A 4-year-old girl born of non-consanguinous marriage,
presented with generalized vesiculobullous eruptions for a
duration of 5 months. To start with, few small fluid filled
lesions appeared over abdomen, then gradually involved the
rest of the trunk, upper and lower extremities and also
face, palms and soles. The lesions gradually increased in
size and ruptured over few areas forming erosions. Patient
also had burning sensation of mouth during food intake.
There was no history of trauma-induced blisters. There was
no history of drug intake prior to the onset of blisters and
no history of photosensitivity was obtained. There was no
past history or family history of similar illness or any
other significant medical or surgical history.

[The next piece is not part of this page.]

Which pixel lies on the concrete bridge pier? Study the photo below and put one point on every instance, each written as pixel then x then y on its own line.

Cutaneous examination revealed multiple
tense vesicles, bullae and crusted erosions all over the
body including face, palms and soles. (Fig. 1
and 2) Nikolsky’s sign and bulla spread sign were
negative. Older lesions healed with hypopigmentation without
increasing in size at the periphery. Mucous membrane
examination revealed erosions over hard palate and buccal
mucosa. There was no regional lymphadenopathy. Routine
laboratory tests were normal. Tzanck smear was negative.
 |
 |
Fig. 1 Numerous blisters
and erosions over the body.
|
Fig. 2 Blisters and
erosions over a cushingoid facies.
|
Histopathological examination revealed
subepidermal blister with neutrophils and fibrin. Dermis
showed mild inflammatory infiltrate composed of polymorphs
and few eosinophils. Provisional diagnosis of chronic
bullous disease of childhood (CBDC) was made. Direct
immunofluorescence (DIF) showed linear deposition of IgG and
C3 at the dermoepidermal junction. DIF confirmed the
diagnosis of bullous pemphigoid, childhood variety.

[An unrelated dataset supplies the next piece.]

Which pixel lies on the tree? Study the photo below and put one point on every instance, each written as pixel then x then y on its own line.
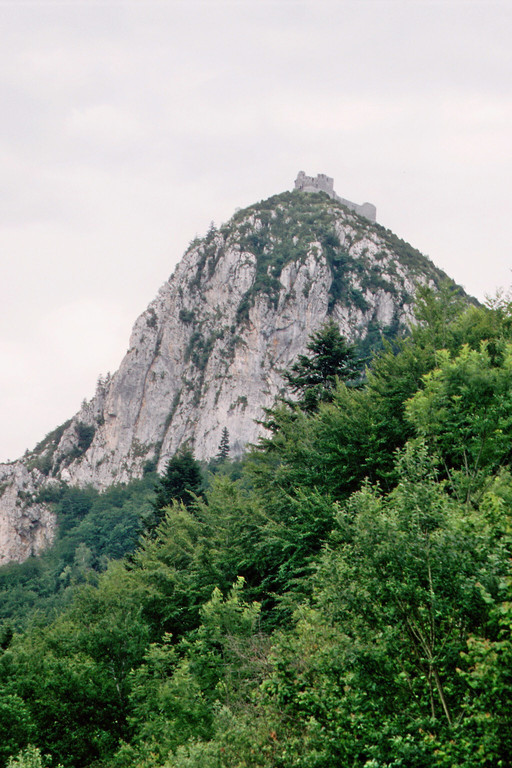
pixel 181 481
pixel 314 377
pixel 224 448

Close clinical differential diagnoses
include CBDC, Epidermolysis bullosa, porphyria. String of
pearls configuration of bullae which is seen in CBDC was not
present in our case. There was no history of trauma induced
blister as well as family history and nail dystrophy was
absent. Thus, Epidermolysis bullosa was excluded. Porphyria
was excluded by absence of photosensitivity, urine
discoloration, systemic features or scarring. Finally DIF
confirmed our diagnosis of bullous pemphigoid.

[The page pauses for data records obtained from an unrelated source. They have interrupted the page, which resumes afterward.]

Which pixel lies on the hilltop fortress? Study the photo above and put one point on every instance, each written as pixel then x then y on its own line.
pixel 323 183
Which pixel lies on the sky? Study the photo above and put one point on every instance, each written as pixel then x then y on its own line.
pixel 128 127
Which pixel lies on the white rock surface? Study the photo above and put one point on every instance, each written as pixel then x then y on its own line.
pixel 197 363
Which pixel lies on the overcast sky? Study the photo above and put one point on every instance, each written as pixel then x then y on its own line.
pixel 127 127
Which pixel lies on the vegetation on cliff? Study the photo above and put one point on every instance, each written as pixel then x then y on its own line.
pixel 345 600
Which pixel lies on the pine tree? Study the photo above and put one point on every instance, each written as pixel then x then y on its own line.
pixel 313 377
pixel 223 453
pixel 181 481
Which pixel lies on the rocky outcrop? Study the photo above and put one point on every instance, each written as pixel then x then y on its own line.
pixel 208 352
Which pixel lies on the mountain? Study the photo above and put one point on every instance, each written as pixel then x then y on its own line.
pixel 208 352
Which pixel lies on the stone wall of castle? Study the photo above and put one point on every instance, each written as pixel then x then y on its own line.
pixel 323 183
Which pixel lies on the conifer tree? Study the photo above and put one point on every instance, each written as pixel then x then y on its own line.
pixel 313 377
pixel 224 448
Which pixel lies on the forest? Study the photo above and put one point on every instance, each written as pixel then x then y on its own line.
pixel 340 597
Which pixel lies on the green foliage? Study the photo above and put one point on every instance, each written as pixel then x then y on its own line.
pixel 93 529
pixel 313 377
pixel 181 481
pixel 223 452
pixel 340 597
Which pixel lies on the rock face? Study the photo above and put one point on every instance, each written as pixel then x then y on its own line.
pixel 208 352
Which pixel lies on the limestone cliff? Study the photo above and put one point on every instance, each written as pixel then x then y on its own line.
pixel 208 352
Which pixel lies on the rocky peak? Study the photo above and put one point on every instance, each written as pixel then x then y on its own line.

Bullous pemphigoid (BP) is the most
common autoimmune subepidermal blistering disease. The
disease typically presents in the elderly, with an onset
after 60 years of age. Childhood variant of bullous
pemphigoid is very rare.
Systemic corticosteroids represent the
first line treatment at a dose of 0.5–1 mg/kg/day. Other
immunosuppressive drugs frequently used are azathioprine,
methotrexate, cyclophosphamide, cyclosporine and
mycophenolate mofetil. The combination of nicotinamide and
tetracycline has been found to be useful. Our patient did
not respond to sulphones but responded well to prednisolone
which also reinforced our diagnosis.